Do you ever feel like you should be more excited for new releases? While your friends jump for joy at the announcement of a new game in a popular series, you sit quietly in the corner with your Gameboy color. You are happy with the news, yes, but still hopelessly devoted to games almost as old as you are. Here we’ll attempt to explore and make sense of the reasons why some of us simply cannot let go of the pixellated past-tense.
For many, retro games aren't just "something I used to play". We used to play with and enjoy other things too as children, but things like theme park rides and watching favourite childhood TV shows certainly do not incite the passion and thrill that playing a treasured retro game does. For those of us lucky enough to grow up in the NES/SNES/SEGA era, we got to witness the birth of console gaming. It was almost magical and the games functioned as interactive story books.
As we played we learned about the various protagonists, their enemies and how to deal with various obstacles. The gaming industry was new, it was raw, and at the time so were many of us. As we grew and developed, became more complexed and advanced, the consoles followed along-side us. I suspect that a lot of my morals were in fact ingrained into me by some of the games I played as a child. The Donkey Kong Country series taught me about friendship and Super Mario Kart showed me that victory is never guaranteed, one sly banana skin can change everything.
The internet impacted gaming consoles and gamers alike, allowing for quick dissemination of news, insight into games consoles and how they are made, and online gameplay. Perhaps the fact that there is so much information about games today has deducted some of that magical feeling games give us, there isn't much mystery behind them anymore. No longer is it necessary to invite a friend over to play games with you, in fact you don't even need friends at all, because you can connect with random people all over the globe and game with them.
Online gameplay has both pros and cons but in this context. When we think back to fantastic multiplayer experiences, it’s likely a memory of playing a game with a friend in the same room as you, rather than one of the billion random people you gamed with while sitting alone. It is great being able to connect with people from all walks of life, but I for one always prefered co-operative play with a friend, it offered a more personal experience with the game and allowed me to see it from someone else's point of view .
Retro games are known for their relentlessness, in that you could only ever complete them with determination and skill (I never completed Battletoads, but still hail it as a favourite!). Each level would teach you something new, throw something near-impossible at you, forcing you to better yourself, to prepare for the worst. You couldn't just Google the latest puzzle that was preventing you from moving on, nor pay real money to advance. There is something about paying money to gain an advantage in games that leaves a bitter taste in my mouth. I understand that the games industry is highly competitive today and money needs to be generated from multiple avenues, however I think "paying-to-win" can cheapen the legitimacy of a game. I want the outcome of the game to depend on my determination, not the thickness of my wallet.
That’s not to say modern games are easy, nor is it an elitist jab at the new generation of gamers, just an observation of what may have left us feeling a little underwhelmed by the modern gaming world.
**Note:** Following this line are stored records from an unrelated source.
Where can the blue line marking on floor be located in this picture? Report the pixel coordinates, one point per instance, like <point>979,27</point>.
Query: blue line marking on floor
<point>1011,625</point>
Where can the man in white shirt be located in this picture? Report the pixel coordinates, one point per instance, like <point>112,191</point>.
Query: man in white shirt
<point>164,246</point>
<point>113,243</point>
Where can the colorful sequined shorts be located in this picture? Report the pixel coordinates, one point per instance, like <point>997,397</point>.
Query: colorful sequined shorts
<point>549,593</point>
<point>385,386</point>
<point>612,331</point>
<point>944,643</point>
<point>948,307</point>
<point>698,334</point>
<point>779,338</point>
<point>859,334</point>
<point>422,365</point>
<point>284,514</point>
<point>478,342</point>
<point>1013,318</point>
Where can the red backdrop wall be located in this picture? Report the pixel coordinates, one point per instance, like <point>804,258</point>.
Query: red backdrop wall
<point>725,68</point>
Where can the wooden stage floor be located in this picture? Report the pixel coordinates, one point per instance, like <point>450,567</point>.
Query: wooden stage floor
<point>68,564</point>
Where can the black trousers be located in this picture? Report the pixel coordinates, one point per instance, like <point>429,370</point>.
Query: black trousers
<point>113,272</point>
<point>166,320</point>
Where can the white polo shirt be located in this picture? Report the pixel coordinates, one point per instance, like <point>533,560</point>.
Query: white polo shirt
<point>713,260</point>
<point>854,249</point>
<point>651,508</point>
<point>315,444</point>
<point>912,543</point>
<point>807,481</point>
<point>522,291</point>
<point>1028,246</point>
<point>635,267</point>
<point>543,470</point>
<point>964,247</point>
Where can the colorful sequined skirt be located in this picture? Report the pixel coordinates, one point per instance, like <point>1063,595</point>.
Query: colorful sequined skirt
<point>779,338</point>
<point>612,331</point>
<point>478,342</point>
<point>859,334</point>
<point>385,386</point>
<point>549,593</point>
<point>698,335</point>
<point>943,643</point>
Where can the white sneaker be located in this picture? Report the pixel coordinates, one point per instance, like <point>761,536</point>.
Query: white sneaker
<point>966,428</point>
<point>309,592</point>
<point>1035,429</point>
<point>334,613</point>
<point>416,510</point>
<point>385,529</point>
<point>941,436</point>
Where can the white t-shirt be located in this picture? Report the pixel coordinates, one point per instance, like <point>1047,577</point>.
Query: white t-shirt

With the generation of NES/SNES/SEGA children growing older we are seeing Indie companies springing up everywhere and offering us a glimpse into their pasts with games that are very heavily influenced by the retro games they played and loved. A member of Team Meat, the developers of Super Meat Boy, once said that his aim was to create a game his 10 year old self would enjoy. An obvious nod to the past if we have ever seen one. The games industry is changing. Over the years the main focus of inspiration for developers has seemed to be technological improvements, however if you look closely and delve into the Indie world, you will see plenty of games that attempt to recapture the magic of the past.
So what exactly is it that keeps us completely in love with retro games? Why can we play through Donkey Kong Country countless times without getting bored, but put most modern games on the shelf after completing it just once? The answer to this question is no doubt one that has tortured retro gamers for many years, a difficult subject to place your controller-hardened thumb upon.
For me, it's the innocence of a game you cannot pay to win, its the relentlessness of a game that won't forgive your mistakes easily, the originality of the beautiful soundtracks that would fill your head with vivid imagery, the pleasure of playing alongside a dear real friend and the magic of experiencing something that had only just began to be born. Think of games as snow with a few footprints through it left by the dear SNES and SEGA. That same patch of snow now has hundreds of footprints all over it and no longer looks quite as beautiful and new as it once did.
For many of us, retro games are simply just a part of who we are. However, each gamer will have a unique view on what makes Retro games so special to them. What was it about older games that has a grip on your soul?